The pedagogical “baby” that David is searching for at the heart of AfL or formative assessment is the process of unlocking the feedback loop and the processes of understanding what “good” looks like. The power of modelling, success criteria, comment only marking etc were, in many cases, introduced to teachers through the lens of AfL. The premise at the heart of AfL isn’t that we chase progress, it’s that we see it as a longer term result of the feedback that we give through the process of assessment – an ongoing process. Some may laugh and say “that’s just good teaching” but it is also an approach outlined through AfL or Formative Assessment. It is not enough to suggest that “we’ve always tested kids” then taught them and so on ad infinitum,the process of Formative Assessment or AfL is about making misconceptions concrete and adapting what we do to perhaps introduce more “deliberate” practice – not just moving on to the next topic.

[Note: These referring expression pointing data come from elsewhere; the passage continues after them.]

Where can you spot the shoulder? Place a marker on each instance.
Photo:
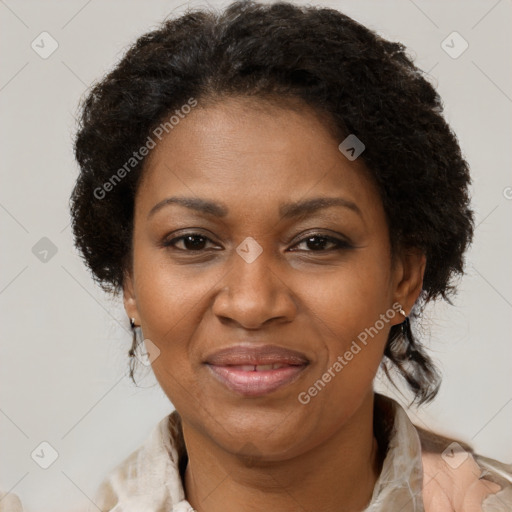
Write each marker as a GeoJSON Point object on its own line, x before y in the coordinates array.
{"type": "Point", "coordinates": [455, 479]}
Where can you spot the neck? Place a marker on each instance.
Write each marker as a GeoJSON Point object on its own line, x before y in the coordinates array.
{"type": "Point", "coordinates": [338, 475]}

Key to this idea is the feedback loop (noun) but also the idea that feedback “loops” (verb). As we introduce new information these loops begin to overlap, almost creating a spiral effect and, where they overlap, areas of persistent error that require teachers to build this into future planning alongside new information. (I will be writing about this in more detail in the coming months and also speaking about it at Teaching & Learning Takeover in Southampton in October) AfL, or a Formative approach to assessment allows us to collect this information and adapt future lessons rather than following module plans or lesson plans slavishly in a content driven nightmare. It was Black & Wiliam that first advocated the primacy of feedback before The Sutton Trust or Hattie, but they, themselves acknowledge that they stand on the shoulders of the studies that they based their initial work on too.

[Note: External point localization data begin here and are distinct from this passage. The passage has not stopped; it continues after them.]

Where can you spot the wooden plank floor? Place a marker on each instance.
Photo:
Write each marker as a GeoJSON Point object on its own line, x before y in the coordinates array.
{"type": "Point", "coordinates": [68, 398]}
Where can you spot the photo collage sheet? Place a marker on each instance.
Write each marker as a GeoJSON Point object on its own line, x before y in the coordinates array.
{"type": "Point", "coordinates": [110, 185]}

It’s seductive to imagine that what we’ve been told all this time is nonsense. It’s often more challenging to consider what you know works and how this can be salvaged within an education “industry” that is hungry for newer ideas that may provide the panacea to all our ills. AfL or Formative Assessment was here well before this in the practice of many colleagues far more experienced than me and is one of the key frameworks within which much of the more recently discussed ideas, including those from the more easily digestible tomes of neuroscience, fit.
Cards on the table, for the past five years I’ve been an AST whose specialisms are, at least on paper: English & Assessment for Learning. I have spent a lot of that time trying to undo some of the poor implementation of AfL and aiming to persuade colleagues of its worth as a way to structure the delivery of much of what they do. I just couldn’t let it lie.